10月31日に発表された厚生労働省「毎月勤労統計」によると、2013年夏のボーナス(調査産業計・事務所規模5人以上)は前年比0.3%増の35万9,317円となり、夏のボーナスとしては3年ぶりに増加した。冬のボーナスは、夏のボーナスと比べて増加幅はやや拡大するものの、伸び率は小幅にとどまり、「リーマン・ショック後に大きく切り下がった水準から十分に回復することはないだろう」としている。
また、業績の好調な大企業では、夏に続いて冬のボーナスも増加する可能性が高いのに対し、収益環境の厳しい中小企業などでは、引き続きボーナスが減少する企業もあると見ている。
産業別に見ると、製造業は前年比0.6%増の46万8,000円と2年ぶりに、非製造業は同0.5%増の34万5,100円と5年ぶりに、ともに増加に転じる見通し。このうち、自動車など輸出型の企業をはじめ大企業製造業の中には、前年の水準を大幅に上回る企業もあると予想している。一方、非製造業を中心とする中小企業については、「物価への上昇圧力が強まる中、コストの上昇によって利益が圧迫されるため、ボーナスは伸び悩む可能性がある」としている。
ただし、中小企業においてもボーナスを支給する企業が徐々に増えると見られ、支給労働者割合は前年比0.3ポイント増の84.3%に上昇すると予測。さらに、雇用環境の改善を受けて、支給労働者数は同0.7%増の3,889万人に増加すると見込んでいる。なお、製造業については、1990年代以降、就業者数が減少傾向にあることから、支給労働者数は減少する可能性があるという。
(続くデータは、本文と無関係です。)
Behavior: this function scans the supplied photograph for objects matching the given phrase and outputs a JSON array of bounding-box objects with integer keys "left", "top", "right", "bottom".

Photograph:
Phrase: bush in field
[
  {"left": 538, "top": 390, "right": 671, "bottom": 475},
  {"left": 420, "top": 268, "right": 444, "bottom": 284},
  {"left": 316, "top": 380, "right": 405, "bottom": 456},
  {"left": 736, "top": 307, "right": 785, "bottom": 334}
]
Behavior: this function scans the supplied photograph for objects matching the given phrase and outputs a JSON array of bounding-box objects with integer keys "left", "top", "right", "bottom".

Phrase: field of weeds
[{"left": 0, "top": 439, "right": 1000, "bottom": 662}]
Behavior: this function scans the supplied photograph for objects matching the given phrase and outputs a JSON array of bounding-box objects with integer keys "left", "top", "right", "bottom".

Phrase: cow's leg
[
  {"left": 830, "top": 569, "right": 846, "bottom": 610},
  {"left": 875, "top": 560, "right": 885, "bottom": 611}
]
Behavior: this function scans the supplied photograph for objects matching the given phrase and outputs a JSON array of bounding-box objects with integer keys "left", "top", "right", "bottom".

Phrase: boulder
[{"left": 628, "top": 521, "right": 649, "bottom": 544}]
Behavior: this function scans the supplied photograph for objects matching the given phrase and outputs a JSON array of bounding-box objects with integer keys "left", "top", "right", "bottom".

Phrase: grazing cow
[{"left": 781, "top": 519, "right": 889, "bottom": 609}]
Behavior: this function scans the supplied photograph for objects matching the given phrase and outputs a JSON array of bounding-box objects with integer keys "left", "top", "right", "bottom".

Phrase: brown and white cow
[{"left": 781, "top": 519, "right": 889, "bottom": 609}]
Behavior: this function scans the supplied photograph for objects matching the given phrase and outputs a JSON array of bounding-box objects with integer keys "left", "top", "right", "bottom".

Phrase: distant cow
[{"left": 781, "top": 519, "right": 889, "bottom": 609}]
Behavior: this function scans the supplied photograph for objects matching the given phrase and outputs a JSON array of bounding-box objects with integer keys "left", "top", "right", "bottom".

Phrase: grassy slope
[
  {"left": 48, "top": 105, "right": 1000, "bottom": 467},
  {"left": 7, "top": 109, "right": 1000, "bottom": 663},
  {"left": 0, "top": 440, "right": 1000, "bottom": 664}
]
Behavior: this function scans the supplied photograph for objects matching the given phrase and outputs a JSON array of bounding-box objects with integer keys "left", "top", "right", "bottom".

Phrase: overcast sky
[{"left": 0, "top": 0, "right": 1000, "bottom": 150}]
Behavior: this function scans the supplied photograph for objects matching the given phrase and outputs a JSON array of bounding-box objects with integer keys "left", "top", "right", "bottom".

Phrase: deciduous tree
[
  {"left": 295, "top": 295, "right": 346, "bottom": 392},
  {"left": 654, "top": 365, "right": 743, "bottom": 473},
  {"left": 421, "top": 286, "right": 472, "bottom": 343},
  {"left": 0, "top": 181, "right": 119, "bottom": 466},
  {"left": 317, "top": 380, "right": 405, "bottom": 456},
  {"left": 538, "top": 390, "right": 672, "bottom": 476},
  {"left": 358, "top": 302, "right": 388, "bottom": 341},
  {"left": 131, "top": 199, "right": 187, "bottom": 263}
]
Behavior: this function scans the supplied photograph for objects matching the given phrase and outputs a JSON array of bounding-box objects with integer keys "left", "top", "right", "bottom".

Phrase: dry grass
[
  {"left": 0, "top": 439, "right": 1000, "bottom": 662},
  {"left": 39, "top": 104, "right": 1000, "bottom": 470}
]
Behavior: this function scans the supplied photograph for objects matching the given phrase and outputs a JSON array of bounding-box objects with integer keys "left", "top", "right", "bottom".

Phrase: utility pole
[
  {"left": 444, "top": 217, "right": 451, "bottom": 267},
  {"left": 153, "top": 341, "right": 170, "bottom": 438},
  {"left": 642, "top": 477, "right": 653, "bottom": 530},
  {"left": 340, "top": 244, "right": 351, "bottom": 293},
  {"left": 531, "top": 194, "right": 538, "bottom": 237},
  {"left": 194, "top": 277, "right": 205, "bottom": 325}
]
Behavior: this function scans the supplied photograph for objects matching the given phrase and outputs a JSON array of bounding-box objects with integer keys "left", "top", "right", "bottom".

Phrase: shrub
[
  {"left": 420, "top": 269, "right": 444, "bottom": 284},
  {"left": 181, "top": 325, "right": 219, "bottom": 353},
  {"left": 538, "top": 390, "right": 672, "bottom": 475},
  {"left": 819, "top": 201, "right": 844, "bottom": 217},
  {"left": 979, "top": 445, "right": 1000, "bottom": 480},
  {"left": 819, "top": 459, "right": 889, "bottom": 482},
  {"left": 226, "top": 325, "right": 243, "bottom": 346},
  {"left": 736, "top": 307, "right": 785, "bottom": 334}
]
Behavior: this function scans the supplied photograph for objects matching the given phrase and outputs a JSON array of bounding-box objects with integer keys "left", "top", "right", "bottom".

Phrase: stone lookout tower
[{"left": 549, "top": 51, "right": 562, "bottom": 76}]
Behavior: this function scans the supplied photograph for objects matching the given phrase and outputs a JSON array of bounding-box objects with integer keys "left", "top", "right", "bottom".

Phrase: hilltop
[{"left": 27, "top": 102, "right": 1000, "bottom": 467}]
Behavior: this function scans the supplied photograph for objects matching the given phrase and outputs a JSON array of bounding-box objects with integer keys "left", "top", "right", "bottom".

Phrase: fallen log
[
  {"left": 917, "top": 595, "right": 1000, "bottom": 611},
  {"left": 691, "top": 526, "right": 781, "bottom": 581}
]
2013年冬のボーナス支給総額(1人当たり平均×支給労働者数)は、前年比1.2%増の14.3兆円と予想。非製造業を中心に増加すると見ている。
なお、2014年4月の消費税率引き上げ後は、個人消費を中心に景気が一時的に悪化する可能性があり、企業の収益環境は再び厳しい状況に追い込まれる懸念がある。三菱UFJリサーチ&コンサルティングは「今後の景気動向に合わせ、年明け以降に始まる2014年春季労使交渉における2014年夏のボーナスを巡る動きが注目される」としている。
国家公務員の2012年冬のボーナスについては、前年比1.5%増の57万3,800円と、2年ぶりに増加に転じると予測している。